Update on December 19, 2020: CISA posted a new advisory on December 19, which includes new details on indicators of compromise (see STIX file) and specific steps for SolarWinds Orion Specific Mitigations.

For instance, steps include details on taking forensics images of systems running SolarWinds Orion, disconnecting affected SolarWinds systems, blocking external traffic on affected systems, and removing compromised accounts, just to name a few.

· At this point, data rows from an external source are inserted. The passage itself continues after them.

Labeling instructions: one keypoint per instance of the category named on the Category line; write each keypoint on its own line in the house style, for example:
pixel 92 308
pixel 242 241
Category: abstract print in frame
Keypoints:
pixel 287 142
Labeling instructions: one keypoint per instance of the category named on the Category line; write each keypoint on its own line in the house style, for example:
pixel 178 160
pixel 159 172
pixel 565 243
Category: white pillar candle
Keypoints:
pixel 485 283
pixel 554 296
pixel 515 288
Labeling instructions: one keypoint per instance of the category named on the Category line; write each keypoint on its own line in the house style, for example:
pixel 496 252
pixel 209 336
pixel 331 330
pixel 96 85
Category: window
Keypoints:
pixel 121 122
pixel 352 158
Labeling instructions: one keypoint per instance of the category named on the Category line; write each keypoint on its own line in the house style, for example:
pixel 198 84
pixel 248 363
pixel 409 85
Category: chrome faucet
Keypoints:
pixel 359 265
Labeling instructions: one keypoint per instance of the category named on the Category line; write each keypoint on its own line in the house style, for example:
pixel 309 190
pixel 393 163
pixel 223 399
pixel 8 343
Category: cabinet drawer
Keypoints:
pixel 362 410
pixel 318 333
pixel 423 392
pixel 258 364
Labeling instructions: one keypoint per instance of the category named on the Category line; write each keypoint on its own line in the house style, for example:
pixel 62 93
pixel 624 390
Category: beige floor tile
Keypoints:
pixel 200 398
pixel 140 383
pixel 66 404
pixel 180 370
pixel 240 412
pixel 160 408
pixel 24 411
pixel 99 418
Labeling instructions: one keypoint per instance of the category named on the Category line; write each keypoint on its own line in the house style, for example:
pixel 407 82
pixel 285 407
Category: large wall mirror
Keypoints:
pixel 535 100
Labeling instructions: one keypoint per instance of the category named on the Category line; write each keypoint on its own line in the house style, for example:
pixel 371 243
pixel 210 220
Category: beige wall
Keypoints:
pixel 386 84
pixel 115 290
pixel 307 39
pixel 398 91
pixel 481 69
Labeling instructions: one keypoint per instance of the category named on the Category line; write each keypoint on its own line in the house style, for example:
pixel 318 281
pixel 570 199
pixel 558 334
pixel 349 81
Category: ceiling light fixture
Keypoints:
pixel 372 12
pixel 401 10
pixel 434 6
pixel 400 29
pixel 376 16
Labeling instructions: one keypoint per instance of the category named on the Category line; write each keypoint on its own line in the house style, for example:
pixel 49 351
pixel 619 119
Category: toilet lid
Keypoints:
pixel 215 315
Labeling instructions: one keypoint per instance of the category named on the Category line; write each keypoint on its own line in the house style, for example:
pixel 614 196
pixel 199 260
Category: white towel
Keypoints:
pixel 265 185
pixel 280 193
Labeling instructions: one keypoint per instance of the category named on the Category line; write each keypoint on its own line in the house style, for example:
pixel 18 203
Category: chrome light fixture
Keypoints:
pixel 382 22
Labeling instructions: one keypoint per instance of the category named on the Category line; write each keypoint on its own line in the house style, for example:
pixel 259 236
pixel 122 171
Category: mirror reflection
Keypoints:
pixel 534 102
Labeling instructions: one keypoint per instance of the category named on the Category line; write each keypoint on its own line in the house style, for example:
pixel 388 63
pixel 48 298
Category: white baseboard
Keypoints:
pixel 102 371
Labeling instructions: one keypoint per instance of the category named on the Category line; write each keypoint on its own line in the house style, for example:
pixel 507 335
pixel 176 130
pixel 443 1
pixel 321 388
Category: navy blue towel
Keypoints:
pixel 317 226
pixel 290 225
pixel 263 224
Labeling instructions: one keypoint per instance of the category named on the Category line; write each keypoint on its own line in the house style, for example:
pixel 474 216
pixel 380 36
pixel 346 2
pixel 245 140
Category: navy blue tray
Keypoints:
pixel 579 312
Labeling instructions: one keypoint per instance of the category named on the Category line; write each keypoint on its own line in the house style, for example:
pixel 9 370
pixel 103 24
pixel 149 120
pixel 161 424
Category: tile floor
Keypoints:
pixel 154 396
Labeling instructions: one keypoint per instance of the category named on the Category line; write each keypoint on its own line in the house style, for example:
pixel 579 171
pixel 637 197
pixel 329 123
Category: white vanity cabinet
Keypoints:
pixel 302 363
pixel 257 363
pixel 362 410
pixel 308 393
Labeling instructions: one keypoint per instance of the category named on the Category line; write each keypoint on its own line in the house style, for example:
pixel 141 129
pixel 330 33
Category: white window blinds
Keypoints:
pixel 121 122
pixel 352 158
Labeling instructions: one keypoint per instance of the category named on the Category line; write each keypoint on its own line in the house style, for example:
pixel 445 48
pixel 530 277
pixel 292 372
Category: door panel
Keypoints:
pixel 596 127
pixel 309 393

According to the new CISA advisory (AA20-352A), for all network devices (e.g., routers, switches, firewalls) managed by affected SolarWinds servers that also have ‘indications of additional adversary activity’, organizations should take the following steps:

  • Device configurations
    • Audit all network device configurations, stored or managed on the SolarWinds monitoring server, for signs of unauthorized or malicious configuration changes.
    • Audit the configurations found on network devices for signs of unauthorized or malicious configuration changes. Organizations should ensure they audit the current network device running configuration and any local configurations that could be loaded at boot time.
  • Credential and security information reset
    • Change all credentials being used to manage network devices, to include keys and strings used to secure network device functions (SNMP strings/user credentials, IPsec/IKE preshared keys, routing secrets, TACACS/RADIUS secrets, RSA keys/certificates, etc.).
  • Firmware and software validation
    • Validate all network device firmware/software which was stored or managed on the SolarWinds monitoring server. Cryptographic hash verification should be performed on such firmware/software and matched against known good hash values from the network vendor. CISA recommends that, if possible, organizations download known good versions of firmware.